Thank you for your time and effort!
Geophysical Research Letters
Science Category: Science Category 2
Presentation Category: Presentation Category B
Annotated Manuscript: No
Second Review of Lean/Rind
Most of my comments have been dealt with adequately. I've spotted only a few minor things
1. At the top of p2 (line 1) it would be good to refer to Easterling and Wehner (2009)
after the word decade. This paper has only recently come out, but it is very relevant to
the point here. It is also relevant to the discussion in the Results section on p3, lines
21-26. Easterling and Wehner also show that in future GCM simulations there are periods of
a decade in the future where little warming occurs.
2. On p3 (line 21) the format has gone awry, perhaps in the making of the pdf. What you are
doing here is using the global average and the gridded data from HadCRUT3. You just need to
say HadCRUT3v - exactly in this way. You seem also to have got the global average, but this
would seem to be superfluous information. The dataset name is what is important.
3. p4, line 12, I think 1978-79 should be 1997-98, unless you've discovered a hitherto
unknown ENSO event!
4. This same paragraph would be clearer if some of the text was moved around. The model
fitting period of 1970-99 seems key information that should be earlier. You then plot
everything from 1980-2008. Is there a reason why you look how well the model works for
2001-2005 and not for 2001-2008? Is one of the factors not yet available?

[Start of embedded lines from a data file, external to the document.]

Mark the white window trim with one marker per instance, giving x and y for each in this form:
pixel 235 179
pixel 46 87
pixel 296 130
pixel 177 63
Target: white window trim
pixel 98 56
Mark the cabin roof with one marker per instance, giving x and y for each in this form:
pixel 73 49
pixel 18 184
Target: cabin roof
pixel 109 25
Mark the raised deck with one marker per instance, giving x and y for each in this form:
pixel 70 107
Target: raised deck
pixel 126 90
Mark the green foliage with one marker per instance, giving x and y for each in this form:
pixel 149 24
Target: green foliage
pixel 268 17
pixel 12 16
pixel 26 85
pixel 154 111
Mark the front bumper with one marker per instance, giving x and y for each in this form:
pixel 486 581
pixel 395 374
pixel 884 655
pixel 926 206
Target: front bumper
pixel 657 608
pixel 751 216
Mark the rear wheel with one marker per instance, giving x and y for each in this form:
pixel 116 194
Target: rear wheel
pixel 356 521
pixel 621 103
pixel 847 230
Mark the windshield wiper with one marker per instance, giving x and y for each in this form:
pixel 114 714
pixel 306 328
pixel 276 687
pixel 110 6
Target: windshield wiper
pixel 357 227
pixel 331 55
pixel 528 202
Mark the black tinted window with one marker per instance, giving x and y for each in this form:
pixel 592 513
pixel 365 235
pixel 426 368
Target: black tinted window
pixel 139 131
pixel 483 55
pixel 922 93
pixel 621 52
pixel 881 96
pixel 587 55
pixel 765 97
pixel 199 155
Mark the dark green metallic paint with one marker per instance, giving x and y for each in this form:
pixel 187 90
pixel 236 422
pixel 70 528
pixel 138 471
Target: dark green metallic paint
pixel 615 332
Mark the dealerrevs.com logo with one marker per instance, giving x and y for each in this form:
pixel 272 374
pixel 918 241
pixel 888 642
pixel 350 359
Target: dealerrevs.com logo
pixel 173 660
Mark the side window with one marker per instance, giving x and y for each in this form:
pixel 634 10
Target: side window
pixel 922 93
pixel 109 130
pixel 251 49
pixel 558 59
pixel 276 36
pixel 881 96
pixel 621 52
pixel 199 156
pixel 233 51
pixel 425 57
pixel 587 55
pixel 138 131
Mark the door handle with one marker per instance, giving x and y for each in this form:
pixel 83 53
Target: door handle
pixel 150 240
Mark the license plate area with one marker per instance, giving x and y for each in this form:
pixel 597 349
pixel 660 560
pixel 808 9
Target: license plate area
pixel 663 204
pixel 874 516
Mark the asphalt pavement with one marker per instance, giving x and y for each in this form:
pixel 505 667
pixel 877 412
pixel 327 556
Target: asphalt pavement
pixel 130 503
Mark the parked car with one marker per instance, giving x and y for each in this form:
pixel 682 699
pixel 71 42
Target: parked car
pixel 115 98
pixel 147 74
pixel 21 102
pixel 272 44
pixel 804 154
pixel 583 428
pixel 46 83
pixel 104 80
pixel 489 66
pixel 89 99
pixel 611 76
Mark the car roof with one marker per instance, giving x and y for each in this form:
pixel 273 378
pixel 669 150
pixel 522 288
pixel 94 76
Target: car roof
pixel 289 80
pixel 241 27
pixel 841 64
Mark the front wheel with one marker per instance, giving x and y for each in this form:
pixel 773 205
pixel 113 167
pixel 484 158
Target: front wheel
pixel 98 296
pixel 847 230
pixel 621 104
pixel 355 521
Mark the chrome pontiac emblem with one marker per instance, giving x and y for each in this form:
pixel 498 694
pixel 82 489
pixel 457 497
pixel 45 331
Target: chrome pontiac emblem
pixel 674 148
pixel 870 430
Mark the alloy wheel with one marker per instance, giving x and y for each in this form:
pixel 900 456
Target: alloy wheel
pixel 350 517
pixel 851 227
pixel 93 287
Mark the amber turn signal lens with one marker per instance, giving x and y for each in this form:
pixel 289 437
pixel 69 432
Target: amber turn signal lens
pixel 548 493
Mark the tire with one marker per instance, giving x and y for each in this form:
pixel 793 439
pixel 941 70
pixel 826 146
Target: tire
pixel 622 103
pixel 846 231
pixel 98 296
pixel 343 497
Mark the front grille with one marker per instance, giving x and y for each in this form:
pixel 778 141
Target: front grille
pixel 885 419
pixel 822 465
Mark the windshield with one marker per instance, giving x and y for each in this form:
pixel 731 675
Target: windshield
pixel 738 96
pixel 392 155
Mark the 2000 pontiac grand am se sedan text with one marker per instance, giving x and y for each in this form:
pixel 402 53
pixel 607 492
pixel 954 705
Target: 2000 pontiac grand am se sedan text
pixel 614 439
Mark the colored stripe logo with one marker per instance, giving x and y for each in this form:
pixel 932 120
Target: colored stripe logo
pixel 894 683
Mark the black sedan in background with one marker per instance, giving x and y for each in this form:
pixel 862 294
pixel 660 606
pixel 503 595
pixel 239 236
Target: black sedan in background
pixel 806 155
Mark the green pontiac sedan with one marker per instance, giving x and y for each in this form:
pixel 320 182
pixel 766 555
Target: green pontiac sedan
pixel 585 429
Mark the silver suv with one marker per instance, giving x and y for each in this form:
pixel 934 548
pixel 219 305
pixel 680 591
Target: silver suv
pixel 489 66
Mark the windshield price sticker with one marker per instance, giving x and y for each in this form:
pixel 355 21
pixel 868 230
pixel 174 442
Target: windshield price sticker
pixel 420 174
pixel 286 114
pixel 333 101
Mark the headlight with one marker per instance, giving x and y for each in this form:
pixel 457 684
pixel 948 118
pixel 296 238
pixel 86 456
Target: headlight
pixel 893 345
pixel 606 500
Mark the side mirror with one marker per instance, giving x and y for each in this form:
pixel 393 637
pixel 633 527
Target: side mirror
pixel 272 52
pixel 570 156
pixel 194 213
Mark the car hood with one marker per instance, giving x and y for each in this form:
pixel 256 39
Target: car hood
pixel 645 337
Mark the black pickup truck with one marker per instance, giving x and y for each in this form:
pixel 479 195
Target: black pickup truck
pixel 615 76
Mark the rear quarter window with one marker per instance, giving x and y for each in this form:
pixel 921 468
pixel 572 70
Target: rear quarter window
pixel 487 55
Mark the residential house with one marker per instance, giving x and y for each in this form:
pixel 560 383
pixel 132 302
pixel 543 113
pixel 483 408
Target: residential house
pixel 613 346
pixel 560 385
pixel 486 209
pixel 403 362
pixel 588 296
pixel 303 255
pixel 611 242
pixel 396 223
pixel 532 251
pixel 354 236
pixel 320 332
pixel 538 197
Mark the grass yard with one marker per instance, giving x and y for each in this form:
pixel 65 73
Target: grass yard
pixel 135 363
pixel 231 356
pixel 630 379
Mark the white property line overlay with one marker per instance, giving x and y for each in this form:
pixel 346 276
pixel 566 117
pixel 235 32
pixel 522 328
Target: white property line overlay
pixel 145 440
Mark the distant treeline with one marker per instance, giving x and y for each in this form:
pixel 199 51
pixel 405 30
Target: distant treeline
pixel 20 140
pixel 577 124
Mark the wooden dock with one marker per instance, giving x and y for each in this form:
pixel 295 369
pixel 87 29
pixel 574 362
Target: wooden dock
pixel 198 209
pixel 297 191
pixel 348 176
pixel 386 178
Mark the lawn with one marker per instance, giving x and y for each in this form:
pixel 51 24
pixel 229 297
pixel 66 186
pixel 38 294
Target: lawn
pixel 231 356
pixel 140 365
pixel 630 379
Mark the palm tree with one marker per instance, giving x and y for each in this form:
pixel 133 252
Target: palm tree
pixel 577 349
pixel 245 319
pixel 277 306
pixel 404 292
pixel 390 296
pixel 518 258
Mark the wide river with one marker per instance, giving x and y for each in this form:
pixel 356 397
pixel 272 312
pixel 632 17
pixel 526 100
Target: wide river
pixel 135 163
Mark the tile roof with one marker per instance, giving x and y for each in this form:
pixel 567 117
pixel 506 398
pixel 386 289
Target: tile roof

5. Glad to see that you've dropped reference to European winter warming from volcanic
events. What matters here is what the real world says. Do look at the long European winter
series some time!
6. Finally, maybe you need to supply the origins of the phrase 'past is prologue'. It is an
interesting source. I can see Chinese scientists perplexed when they find out what prologue
Easterling, D.R. and Wehner, M., 2009: Is the climate warming or cooling? Geophys. Res.
Letts. 36, L08706, doi:10.1029/2009GL037810.